I would recommend rather than focusing on native support, focus on which database has the best SPARQL implementation.
While I have dealt with projects using MySQL database I am currently implementing a project in Neo 4j due to the complex interrelationship of semantic concepts that I want to model. But my preference depends on the specific dataset I have to deal with
I have used both Jena TDB and AllegroGraph (http://franz.com/agraph/allegrograph/). The former is free open source, while the latter is commercial (with a limited free edition). Jena TDB has the advantage of being straightforward: no setup required, and easy to use, which is great for quick prototyping. Like AllegroGraph, it is transactional and provides ACID transactions. AllgroGraph however is a more like a complete "solution" that offers way more advanced features, such as support for large ontologies, security, federation, dynamic entailments, geospatial indexing, etc. Inferencing in Jena is materialised, which means that you have to pre-compute inferences in advance before using them (you can store those for future quick access if that suits you). This is fine if your ontologies are rather "static" or "small". But it has limitations with large or frequently updated ontologies.

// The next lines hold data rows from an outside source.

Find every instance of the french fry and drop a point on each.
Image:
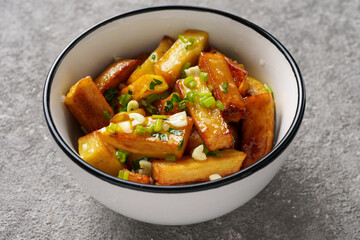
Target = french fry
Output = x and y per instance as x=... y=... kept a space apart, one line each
x=209 y=122
x=124 y=116
x=255 y=87
x=224 y=87
x=257 y=127
x=116 y=73
x=87 y=104
x=148 y=66
x=146 y=85
x=187 y=170
x=156 y=145
x=162 y=105
x=238 y=72
x=137 y=177
x=95 y=151
x=170 y=65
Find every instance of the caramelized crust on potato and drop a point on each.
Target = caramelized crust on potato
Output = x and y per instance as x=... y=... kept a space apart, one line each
x=169 y=66
x=87 y=104
x=148 y=66
x=208 y=121
x=218 y=75
x=257 y=127
x=188 y=170
x=95 y=151
x=144 y=86
x=116 y=73
x=255 y=87
x=150 y=145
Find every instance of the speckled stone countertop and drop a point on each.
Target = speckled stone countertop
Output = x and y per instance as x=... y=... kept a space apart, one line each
x=315 y=195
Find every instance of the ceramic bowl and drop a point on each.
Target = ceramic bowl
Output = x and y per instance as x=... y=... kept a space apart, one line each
x=135 y=32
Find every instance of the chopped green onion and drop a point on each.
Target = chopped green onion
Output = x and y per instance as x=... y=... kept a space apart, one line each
x=125 y=98
x=268 y=88
x=182 y=105
x=122 y=155
x=126 y=175
x=139 y=129
x=188 y=80
x=159 y=116
x=169 y=106
x=175 y=98
x=163 y=137
x=209 y=102
x=84 y=129
x=203 y=76
x=154 y=83
x=192 y=85
x=153 y=57
x=150 y=128
x=107 y=115
x=158 y=125
x=170 y=157
x=180 y=145
x=110 y=94
x=185 y=66
x=121 y=174
x=183 y=39
x=224 y=87
x=175 y=132
x=220 y=105
x=152 y=98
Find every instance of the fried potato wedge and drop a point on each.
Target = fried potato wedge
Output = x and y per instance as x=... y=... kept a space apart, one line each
x=237 y=70
x=148 y=66
x=116 y=73
x=137 y=177
x=224 y=87
x=95 y=151
x=187 y=170
x=208 y=121
x=182 y=51
x=124 y=116
x=146 y=85
x=255 y=87
x=154 y=145
x=257 y=127
x=87 y=104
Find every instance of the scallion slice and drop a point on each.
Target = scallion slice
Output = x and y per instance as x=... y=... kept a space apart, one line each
x=107 y=115
x=170 y=157
x=220 y=105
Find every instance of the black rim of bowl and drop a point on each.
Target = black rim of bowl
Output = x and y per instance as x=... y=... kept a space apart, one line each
x=276 y=151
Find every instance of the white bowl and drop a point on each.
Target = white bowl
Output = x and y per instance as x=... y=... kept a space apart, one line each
x=132 y=33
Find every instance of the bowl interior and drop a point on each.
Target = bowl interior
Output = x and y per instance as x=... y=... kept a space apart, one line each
x=131 y=34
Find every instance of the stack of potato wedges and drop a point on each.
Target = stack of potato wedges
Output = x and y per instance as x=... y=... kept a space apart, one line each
x=183 y=114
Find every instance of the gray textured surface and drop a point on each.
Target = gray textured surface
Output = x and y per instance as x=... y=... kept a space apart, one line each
x=314 y=196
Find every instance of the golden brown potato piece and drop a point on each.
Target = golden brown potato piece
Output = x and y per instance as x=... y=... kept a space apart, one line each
x=224 y=87
x=194 y=141
x=87 y=104
x=99 y=154
x=170 y=65
x=255 y=87
x=157 y=145
x=237 y=70
x=116 y=73
x=146 y=85
x=257 y=127
x=137 y=177
x=148 y=66
x=208 y=121
x=124 y=116
x=188 y=170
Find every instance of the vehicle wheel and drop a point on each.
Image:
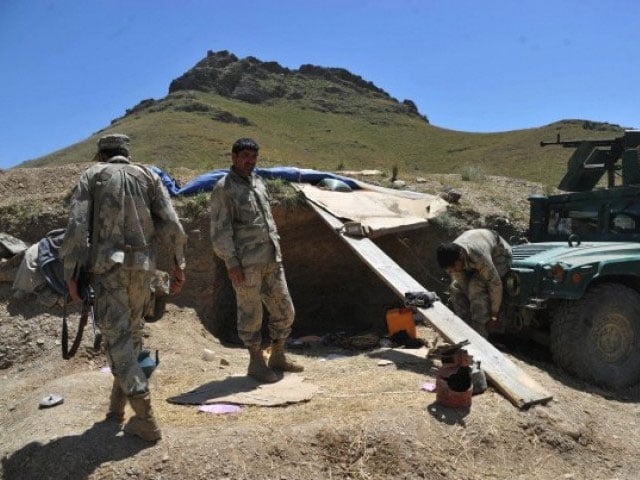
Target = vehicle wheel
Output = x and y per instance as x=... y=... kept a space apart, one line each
x=597 y=338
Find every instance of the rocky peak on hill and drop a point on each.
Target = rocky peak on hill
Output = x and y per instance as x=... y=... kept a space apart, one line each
x=252 y=80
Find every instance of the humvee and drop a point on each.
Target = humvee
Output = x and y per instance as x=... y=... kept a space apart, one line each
x=575 y=282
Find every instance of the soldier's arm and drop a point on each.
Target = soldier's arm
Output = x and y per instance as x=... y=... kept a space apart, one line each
x=75 y=246
x=488 y=272
x=167 y=223
x=222 y=228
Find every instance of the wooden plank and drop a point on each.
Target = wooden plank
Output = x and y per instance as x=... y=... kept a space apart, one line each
x=510 y=380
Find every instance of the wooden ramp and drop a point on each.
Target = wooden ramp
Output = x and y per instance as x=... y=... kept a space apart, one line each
x=510 y=380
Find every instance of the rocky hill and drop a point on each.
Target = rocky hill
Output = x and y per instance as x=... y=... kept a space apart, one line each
x=317 y=117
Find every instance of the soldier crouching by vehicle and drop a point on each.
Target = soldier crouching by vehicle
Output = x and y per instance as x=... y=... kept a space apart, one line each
x=476 y=261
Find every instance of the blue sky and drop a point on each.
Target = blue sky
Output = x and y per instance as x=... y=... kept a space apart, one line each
x=68 y=67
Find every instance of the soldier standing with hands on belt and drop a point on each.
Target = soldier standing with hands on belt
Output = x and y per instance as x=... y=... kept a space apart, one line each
x=244 y=236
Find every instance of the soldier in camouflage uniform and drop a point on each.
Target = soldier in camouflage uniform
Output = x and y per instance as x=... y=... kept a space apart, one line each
x=476 y=261
x=119 y=212
x=244 y=236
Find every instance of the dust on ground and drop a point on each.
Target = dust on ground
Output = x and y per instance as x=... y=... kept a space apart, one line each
x=367 y=421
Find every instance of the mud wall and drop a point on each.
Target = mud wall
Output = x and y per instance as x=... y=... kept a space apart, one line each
x=332 y=289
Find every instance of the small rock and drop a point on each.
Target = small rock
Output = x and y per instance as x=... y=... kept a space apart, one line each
x=208 y=355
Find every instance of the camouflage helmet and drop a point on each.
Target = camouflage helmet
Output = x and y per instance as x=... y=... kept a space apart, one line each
x=113 y=141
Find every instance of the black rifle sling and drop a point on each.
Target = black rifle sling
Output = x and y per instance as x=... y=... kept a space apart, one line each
x=66 y=352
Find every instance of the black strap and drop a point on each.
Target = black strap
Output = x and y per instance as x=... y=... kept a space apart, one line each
x=84 y=316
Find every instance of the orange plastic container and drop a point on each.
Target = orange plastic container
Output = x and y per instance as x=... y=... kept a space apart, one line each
x=399 y=319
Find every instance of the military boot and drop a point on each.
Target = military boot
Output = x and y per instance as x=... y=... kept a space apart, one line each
x=117 y=402
x=278 y=361
x=258 y=368
x=143 y=424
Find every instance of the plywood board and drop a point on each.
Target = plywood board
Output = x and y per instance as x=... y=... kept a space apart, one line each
x=515 y=384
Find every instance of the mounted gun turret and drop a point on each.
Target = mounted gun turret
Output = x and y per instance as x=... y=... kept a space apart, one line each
x=593 y=158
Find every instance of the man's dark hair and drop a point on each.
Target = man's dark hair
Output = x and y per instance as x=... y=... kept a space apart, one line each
x=447 y=254
x=244 y=144
x=112 y=152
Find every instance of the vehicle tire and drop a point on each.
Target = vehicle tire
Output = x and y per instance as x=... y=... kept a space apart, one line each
x=597 y=338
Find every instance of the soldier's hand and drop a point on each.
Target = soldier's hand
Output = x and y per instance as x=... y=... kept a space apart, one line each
x=72 y=287
x=236 y=275
x=177 y=281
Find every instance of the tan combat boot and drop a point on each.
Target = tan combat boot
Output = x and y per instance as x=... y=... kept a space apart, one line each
x=143 y=424
x=278 y=361
x=258 y=368
x=117 y=402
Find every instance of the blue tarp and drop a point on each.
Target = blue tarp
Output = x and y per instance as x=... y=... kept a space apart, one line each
x=206 y=181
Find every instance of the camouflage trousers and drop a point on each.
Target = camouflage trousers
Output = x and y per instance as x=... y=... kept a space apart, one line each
x=264 y=284
x=121 y=298
x=470 y=296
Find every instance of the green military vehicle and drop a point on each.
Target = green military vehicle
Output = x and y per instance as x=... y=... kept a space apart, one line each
x=575 y=283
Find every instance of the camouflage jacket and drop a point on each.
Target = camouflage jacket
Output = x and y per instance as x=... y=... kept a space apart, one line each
x=489 y=257
x=243 y=231
x=119 y=212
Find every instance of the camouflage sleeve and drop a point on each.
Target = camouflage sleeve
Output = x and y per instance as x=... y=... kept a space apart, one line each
x=488 y=272
x=222 y=227
x=168 y=226
x=75 y=246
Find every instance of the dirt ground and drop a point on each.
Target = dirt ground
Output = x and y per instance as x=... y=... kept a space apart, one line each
x=367 y=420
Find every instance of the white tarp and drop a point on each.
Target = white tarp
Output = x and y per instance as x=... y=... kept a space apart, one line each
x=380 y=210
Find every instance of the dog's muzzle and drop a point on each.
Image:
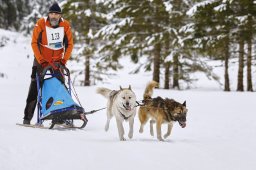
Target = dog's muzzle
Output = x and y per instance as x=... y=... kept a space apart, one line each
x=127 y=107
x=182 y=124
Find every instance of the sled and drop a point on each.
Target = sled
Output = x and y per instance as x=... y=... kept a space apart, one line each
x=55 y=102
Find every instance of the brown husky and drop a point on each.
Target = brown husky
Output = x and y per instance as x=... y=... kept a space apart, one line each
x=161 y=111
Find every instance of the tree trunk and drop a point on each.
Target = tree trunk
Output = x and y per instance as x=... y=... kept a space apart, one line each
x=226 y=75
x=156 y=71
x=249 y=57
x=167 y=75
x=176 y=71
x=240 y=78
x=87 y=71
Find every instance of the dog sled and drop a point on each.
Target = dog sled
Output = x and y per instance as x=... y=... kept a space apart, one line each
x=55 y=102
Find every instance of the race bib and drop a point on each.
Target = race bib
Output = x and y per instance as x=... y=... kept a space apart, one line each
x=55 y=37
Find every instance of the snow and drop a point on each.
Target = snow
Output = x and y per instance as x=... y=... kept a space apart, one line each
x=220 y=132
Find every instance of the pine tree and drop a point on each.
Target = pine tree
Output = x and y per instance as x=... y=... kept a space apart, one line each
x=86 y=17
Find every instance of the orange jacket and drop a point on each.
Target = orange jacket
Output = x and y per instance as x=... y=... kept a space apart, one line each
x=39 y=42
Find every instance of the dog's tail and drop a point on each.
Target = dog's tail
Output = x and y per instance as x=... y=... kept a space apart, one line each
x=104 y=91
x=149 y=89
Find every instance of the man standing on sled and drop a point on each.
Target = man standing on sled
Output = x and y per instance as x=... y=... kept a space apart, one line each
x=51 y=42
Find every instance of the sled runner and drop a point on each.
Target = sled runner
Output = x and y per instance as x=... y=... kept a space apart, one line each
x=55 y=100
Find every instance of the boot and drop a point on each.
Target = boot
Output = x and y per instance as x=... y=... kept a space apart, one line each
x=26 y=122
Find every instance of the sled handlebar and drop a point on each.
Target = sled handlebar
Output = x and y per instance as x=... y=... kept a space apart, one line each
x=53 y=67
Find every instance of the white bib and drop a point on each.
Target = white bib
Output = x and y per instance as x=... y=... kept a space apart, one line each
x=55 y=37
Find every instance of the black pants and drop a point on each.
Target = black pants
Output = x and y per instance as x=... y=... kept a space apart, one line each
x=32 y=93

Another well known triple store and API is RDF4J (formerly known as Sesame). It provides a REST interface. I have never used this one though...
Here is a list of available subject-predicate-object (not only RDF) databases.

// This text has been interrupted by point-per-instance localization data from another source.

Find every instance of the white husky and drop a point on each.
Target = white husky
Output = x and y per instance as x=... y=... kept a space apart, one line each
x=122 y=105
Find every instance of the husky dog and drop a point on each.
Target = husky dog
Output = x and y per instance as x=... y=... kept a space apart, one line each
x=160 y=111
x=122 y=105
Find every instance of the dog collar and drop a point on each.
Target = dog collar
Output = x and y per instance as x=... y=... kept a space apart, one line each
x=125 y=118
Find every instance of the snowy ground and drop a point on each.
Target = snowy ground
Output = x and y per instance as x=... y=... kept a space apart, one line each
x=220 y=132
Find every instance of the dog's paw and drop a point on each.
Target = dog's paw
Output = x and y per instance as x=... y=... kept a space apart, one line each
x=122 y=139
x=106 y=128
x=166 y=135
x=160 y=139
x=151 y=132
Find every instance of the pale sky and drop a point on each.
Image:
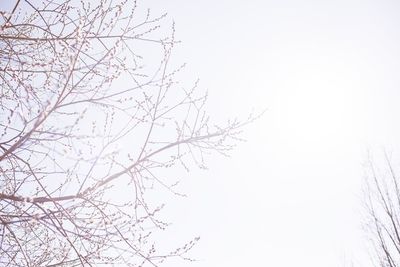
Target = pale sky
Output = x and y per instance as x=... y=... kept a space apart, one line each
x=327 y=71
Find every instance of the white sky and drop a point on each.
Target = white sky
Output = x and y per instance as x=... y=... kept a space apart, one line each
x=328 y=73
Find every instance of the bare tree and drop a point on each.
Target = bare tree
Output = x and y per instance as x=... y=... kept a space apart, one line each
x=383 y=211
x=92 y=118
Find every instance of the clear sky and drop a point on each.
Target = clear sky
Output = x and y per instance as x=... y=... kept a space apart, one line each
x=328 y=73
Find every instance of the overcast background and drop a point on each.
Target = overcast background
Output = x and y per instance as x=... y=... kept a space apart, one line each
x=328 y=73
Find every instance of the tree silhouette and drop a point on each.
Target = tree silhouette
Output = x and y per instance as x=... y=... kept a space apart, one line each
x=92 y=120
x=383 y=211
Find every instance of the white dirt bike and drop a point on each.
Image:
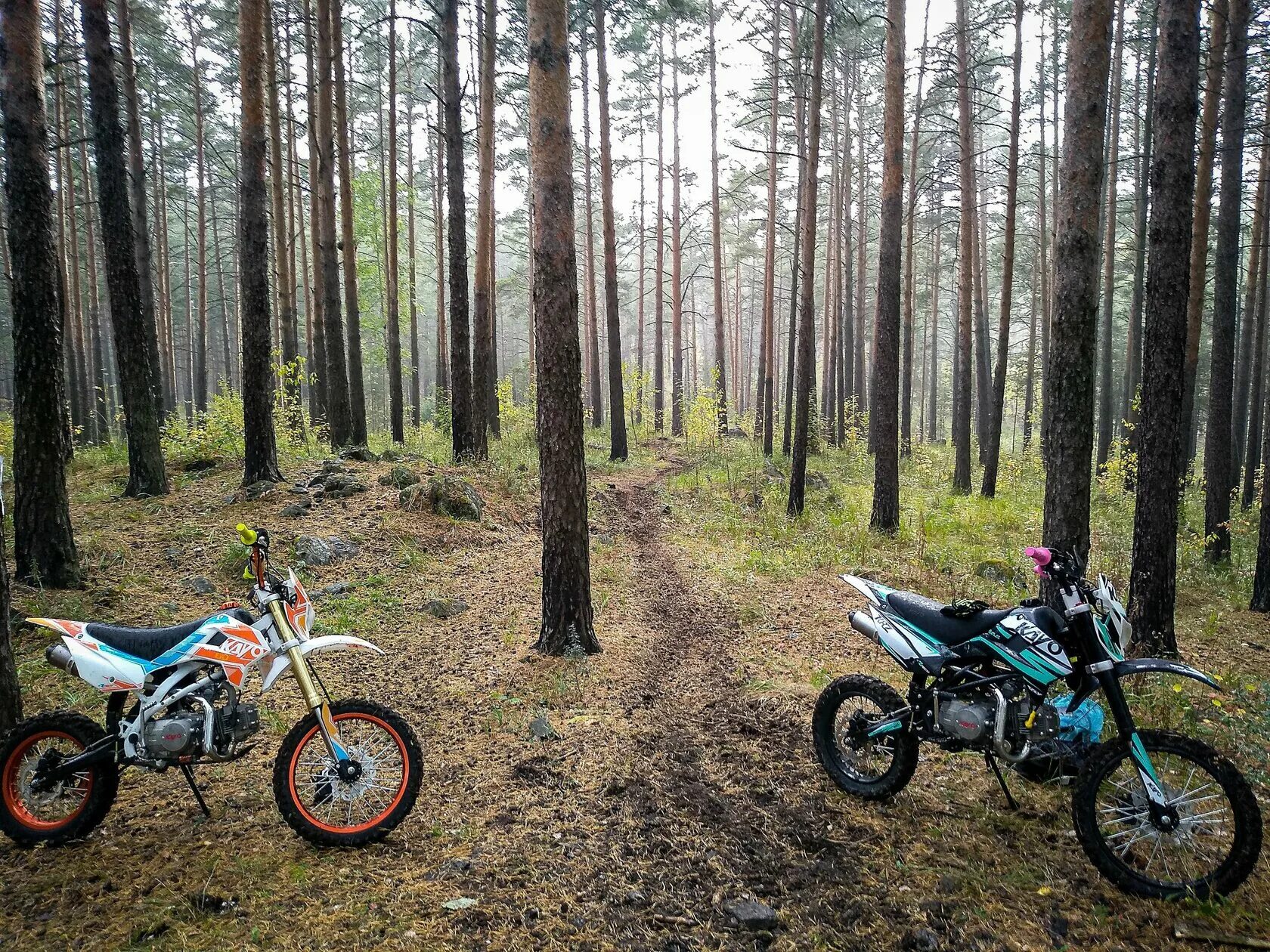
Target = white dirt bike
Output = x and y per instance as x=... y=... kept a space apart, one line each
x=347 y=773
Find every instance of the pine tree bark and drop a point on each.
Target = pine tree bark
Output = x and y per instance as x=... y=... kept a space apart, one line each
x=339 y=418
x=766 y=404
x=906 y=400
x=43 y=539
x=1214 y=71
x=988 y=487
x=567 y=612
x=482 y=335
x=261 y=451
x=1160 y=456
x=1107 y=380
x=1256 y=388
x=412 y=277
x=965 y=265
x=347 y=250
x=676 y=246
x=1133 y=342
x=283 y=255
x=200 y=356
x=1247 y=319
x=720 y=382
x=659 y=280
x=1070 y=424
x=887 y=343
x=392 y=317
x=616 y=399
x=138 y=192
x=588 y=257
x=807 y=328
x=1218 y=462
x=463 y=423
x=143 y=412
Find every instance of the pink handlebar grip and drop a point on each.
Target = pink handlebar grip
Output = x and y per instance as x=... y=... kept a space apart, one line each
x=1042 y=556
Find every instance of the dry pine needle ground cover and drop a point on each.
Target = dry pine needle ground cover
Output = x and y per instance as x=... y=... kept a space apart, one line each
x=683 y=778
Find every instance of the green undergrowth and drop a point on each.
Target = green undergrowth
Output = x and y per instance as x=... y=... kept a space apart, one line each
x=732 y=508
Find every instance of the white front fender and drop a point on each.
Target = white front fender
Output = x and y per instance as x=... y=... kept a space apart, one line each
x=280 y=664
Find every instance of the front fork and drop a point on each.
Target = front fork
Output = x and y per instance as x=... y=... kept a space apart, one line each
x=315 y=700
x=1079 y=610
x=1127 y=728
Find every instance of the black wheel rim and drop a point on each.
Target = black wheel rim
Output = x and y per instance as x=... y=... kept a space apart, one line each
x=863 y=758
x=1200 y=839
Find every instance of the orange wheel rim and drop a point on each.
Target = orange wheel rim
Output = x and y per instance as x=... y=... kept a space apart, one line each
x=383 y=790
x=14 y=774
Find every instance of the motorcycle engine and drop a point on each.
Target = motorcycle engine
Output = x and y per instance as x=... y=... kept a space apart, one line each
x=967 y=720
x=173 y=737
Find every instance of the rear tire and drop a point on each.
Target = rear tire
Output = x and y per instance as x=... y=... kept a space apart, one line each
x=73 y=808
x=870 y=768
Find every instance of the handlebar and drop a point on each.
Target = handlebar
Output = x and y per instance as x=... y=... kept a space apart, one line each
x=1055 y=564
x=258 y=539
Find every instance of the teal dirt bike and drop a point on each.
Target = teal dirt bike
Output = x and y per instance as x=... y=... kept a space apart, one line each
x=1157 y=813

From my experience, Virtuoso is often used in academic projects, but it is not the best in terms of specification compatibility and deployment. Lately, we used Stardog quite often which is easy to use. There is also a free community edition available.
The question is: What should the triple store be used for? Without accurate information, it is difficult to make a recommendation.
we need a triple store database to store Social Network connections betwees users. So basically we need it as a basis for SNA algorithms. So, the subject-predicate-objet model should fit 100%.
Carlo, I would also consider graph databases such as Titan or Neo4J. Briefly speaking, triple stores are suitable for reasoning, graph databases are suitable for graph operations and queries (find shortest path, etc.)...
It really depends on what you need. I have very good experience with GraphDB and Parliament. GraphDB is quick and reliable, but requires a license. Depending on the size of your dataset (if we're talking about less than a billion triples), I would opt for Parliament. It's a free and open source triple store. It's very robust and supports GeoSPARQL Queries, in case you have to deal with geometries.
@Pasquale Di Donato: no, not really, but a colleague once solved this issue by isolating the parliament server from the network and enabling access to it only via an apache server, protected with proper credentials. It was a workaround to protect an existing instance running with jetty.
I agree with Jasper. Ontotext has improved a lot the performance and usability of GraphDB. GraphDB 8 offers an amazing user experience! The GeoSPARQL implementation, although still in its early stages, works pretty good. Its configuration is also very easy.
I work in benchmarking a wide variety of rdf stores and graph stores.. The word "best" depends on your use case to be honest. If you consider linear queries triples stores such as openlink virtuoso are high optimised. If you wish to compare stores on their scalability (lets say query federation) rdf stores are the way to go. If you are comparing the performance for complex aggregation based queries then graph stores, such as neo4j , sparksee are highly optimised (also note that they benefit a lot from graph locality, which is not in the case of rdf stores). You may find the findings in Conference Paper Trying Not to Die Benchmarking – Orchestrating RDF and Graph...
on comparing rdf stores with graph stores interesting.
In general openlink virtuoso, mark logic rdf stores are all promising. For graph based tasks and complex, navigation-based queries graph stores are the way to go. However, migration from RDF to property graph data model is not trivial.
Since this was a pilot study focused towards demonstrating the relative ease of benchmarking diverse RDF and Graph stores, we did not cover the spectrum of DMSs.
However, we are currently extending support for various RDF and Graph DMSs such as MarkLogic, Stardog, Giraph, DSE graph, etc in LITMUS. Once accomplished, we plan to conduct another round of benchmarking and publish the results.
However, we can only consider the graph DMSs which are TinkerPop-enabled, since the choice of language is Gremlin.
LITMUS v.0.2 is scheduled for release in Dec 2017.